Szef największej polskiej federacji MMA przekazał tragiczne wiadomości. Jako jeden z pierwszych pożegnał byłego zawodnika KSW Rafała Moksa.
Moks zawodową karierę rozpoczął w 2007 roku. Przez pierwszych kilka lat walczył w zagranicznych organizacjach np. w M-1, gdzie zdobył mistrzowski pas wagi średniej i bił się na galach w wielu krajach jak np. w Niemczech, Holandii, Finlandii, Ukrainie czy Rosji.
Rafał Moks nie żyje
Trenował w Szczecińskim Berserker’s Team pod okiem Piotra Bagińskiego i w 2011 roku zadebiutował w KSW. Jego bilans w największej polskiej organizacji to 4 zwycięstwa i 4 porażki. Łącznie w całej karierze wygrał 11 z 19 pojedynków, a ostatni raz oglądaliśmy go na gali KSW 35 w 2016 roku, kiedy to po decyzji wygrał z Robertem Radomskim.

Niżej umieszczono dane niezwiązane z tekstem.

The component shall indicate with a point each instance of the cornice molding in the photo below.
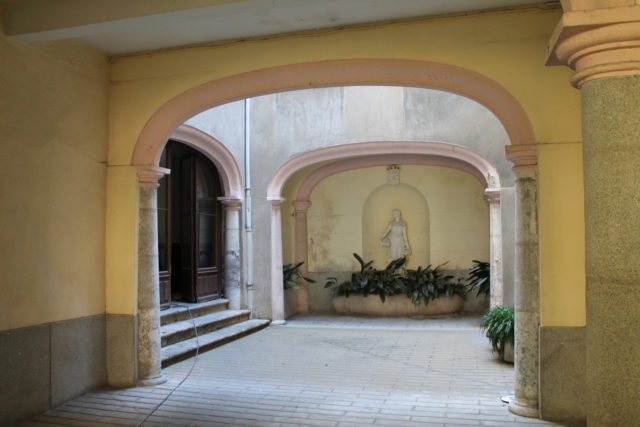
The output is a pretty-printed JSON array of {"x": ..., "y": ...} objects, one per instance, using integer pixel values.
[{"x": 598, "y": 43}]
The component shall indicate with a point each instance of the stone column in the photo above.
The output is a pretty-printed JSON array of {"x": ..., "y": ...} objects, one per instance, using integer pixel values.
[
  {"x": 149, "y": 358},
  {"x": 232, "y": 267},
  {"x": 527, "y": 286},
  {"x": 604, "y": 50},
  {"x": 492, "y": 196},
  {"x": 301, "y": 253},
  {"x": 277, "y": 290}
]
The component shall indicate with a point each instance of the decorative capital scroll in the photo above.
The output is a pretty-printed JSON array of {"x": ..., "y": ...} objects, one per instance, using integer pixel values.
[
  {"x": 230, "y": 202},
  {"x": 523, "y": 157},
  {"x": 394, "y": 174},
  {"x": 597, "y": 43},
  {"x": 301, "y": 206},
  {"x": 276, "y": 201},
  {"x": 149, "y": 176},
  {"x": 492, "y": 195}
]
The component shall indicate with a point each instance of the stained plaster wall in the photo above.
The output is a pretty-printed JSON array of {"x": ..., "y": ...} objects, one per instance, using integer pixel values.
[
  {"x": 458, "y": 223},
  {"x": 287, "y": 124},
  {"x": 458, "y": 229}
]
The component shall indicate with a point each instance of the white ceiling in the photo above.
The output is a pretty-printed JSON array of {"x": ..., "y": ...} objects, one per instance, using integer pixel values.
[{"x": 250, "y": 18}]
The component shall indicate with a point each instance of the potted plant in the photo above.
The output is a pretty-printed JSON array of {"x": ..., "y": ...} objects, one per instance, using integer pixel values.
[
  {"x": 499, "y": 326},
  {"x": 291, "y": 273},
  {"x": 427, "y": 284},
  {"x": 424, "y": 291}
]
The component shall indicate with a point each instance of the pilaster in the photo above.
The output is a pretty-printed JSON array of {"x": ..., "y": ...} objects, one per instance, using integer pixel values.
[
  {"x": 527, "y": 286},
  {"x": 300, "y": 208},
  {"x": 232, "y": 264},
  {"x": 149, "y": 357},
  {"x": 602, "y": 45},
  {"x": 277, "y": 291}
]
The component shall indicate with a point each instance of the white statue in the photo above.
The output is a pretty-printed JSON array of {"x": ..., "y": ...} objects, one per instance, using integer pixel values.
[{"x": 395, "y": 237}]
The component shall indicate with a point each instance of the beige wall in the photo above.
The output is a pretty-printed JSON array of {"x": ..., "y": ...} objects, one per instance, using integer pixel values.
[
  {"x": 458, "y": 217},
  {"x": 53, "y": 116},
  {"x": 562, "y": 278}
]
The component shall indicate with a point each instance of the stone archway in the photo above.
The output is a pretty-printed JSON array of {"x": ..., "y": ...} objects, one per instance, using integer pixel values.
[
  {"x": 396, "y": 72},
  {"x": 148, "y": 297},
  {"x": 369, "y": 154}
]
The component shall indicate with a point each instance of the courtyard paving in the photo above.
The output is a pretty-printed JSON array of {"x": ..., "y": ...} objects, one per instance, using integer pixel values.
[{"x": 322, "y": 371}]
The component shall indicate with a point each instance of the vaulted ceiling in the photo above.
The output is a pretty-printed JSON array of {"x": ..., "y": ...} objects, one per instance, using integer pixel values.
[{"x": 119, "y": 27}]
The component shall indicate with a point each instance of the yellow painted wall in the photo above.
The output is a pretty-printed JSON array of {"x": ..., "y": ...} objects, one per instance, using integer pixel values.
[
  {"x": 459, "y": 222},
  {"x": 53, "y": 116},
  {"x": 562, "y": 273},
  {"x": 506, "y": 46}
]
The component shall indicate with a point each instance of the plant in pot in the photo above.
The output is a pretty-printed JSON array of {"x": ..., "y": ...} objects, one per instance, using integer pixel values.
[
  {"x": 479, "y": 278},
  {"x": 426, "y": 284},
  {"x": 291, "y": 273},
  {"x": 370, "y": 281},
  {"x": 499, "y": 326}
]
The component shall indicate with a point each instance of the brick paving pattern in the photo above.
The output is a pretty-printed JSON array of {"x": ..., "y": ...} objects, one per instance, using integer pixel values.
[{"x": 322, "y": 371}]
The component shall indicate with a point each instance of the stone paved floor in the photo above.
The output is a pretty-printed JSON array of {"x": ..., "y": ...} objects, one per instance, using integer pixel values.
[{"x": 322, "y": 371}]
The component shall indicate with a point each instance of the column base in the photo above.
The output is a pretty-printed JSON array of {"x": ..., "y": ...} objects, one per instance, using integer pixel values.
[
  {"x": 523, "y": 409},
  {"x": 160, "y": 379}
]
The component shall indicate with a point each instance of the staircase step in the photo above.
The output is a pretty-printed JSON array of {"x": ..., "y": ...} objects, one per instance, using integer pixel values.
[
  {"x": 184, "y": 349},
  {"x": 178, "y": 313},
  {"x": 183, "y": 330}
]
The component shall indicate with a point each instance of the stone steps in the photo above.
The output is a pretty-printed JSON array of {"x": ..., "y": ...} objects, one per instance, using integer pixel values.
[
  {"x": 179, "y": 311},
  {"x": 184, "y": 349},
  {"x": 215, "y": 323},
  {"x": 184, "y": 330}
]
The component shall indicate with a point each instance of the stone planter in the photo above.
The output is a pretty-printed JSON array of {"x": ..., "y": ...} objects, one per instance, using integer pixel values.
[{"x": 397, "y": 305}]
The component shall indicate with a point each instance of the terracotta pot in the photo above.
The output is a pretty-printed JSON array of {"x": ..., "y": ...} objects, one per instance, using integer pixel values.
[{"x": 397, "y": 305}]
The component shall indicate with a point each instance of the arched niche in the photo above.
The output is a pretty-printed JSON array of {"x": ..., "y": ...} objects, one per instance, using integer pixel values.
[{"x": 376, "y": 215}]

Dłuższa przerwa była spowodowana m.in. przez problemu z prawem. W 2018 roku został zatrzymany przez CBŚP w związku z udziałem w szczecińskim gangu. Oskarżonym groziły wysokie wyroki, jednak „Kulturysta” wyszedł na wolność w 2021 roku i powrócił do treningów.
– Nie ma to, jak dobry trening na tarczach, powoli trzeba wracać do ostrych treningów. Pozdrawiam wszystkich! – napisał na swoich social mediach w kwietniu ubiegłego roku.
Głos zabrał także jego trener, który rozmawiał z mmanews.pl – Jest deklaracja z jego strony, że chce walczyć i wrócić. Znowu kolejny, doświadczony zawodnik, który oprócz tego, że może walczyć, to ma zdrowie, umiejętności i chęci, to dodatkowo facet z dużym doświadczeniem i fajnie będzie, jeżeli to doświadczenie będzie przekazywał młodym zawodnikiem.
– Oczywiście chodzi o doświadczenie sportowe, bo to doświadczenie jest tu jak najbardziej mile widziane. Liczę, że wyciągnął wnioski i w ten sposób zakończy się ta jego przykra przygoda, a sport znowu będzie górą, pomoże mu pierwsze się ustawić i znaleźć ten pozytywny aspekt.
Zawodnik zamierzał wrócić do klatki KSW, co w programie Oktagon Live potwierdził dyrektor sportowy federacji Wojsław Rysiewski – Rozmawiałem z Bagim, Rafał jest gotowy na walkę. Jest firmowy sentyment, jeśli chodzi o Rafała. W szczególności ze strony Maćka. Rafał dawał świetne walki, pojedynek z Borysem chociażby. Zobaczymy, rozmawiamy, na razie nie mogę powiedzieć nic więcej.
Niestety nie doczekaliśmy się powrotu Moksa. W piątek 18 listopada przed godziną 13 media obiegła tragiczna wiadomość. Na ten moment nie wiadomo, jaka była przyczyna śmierci zawodnika, który odszedł w wieku 36 lat.
Fightera pożegnał m.in. Maciej Kawulski, który jako jeden z pierwszych napisał:
– R.I.P Kulti. Będę o tobie pamiętał.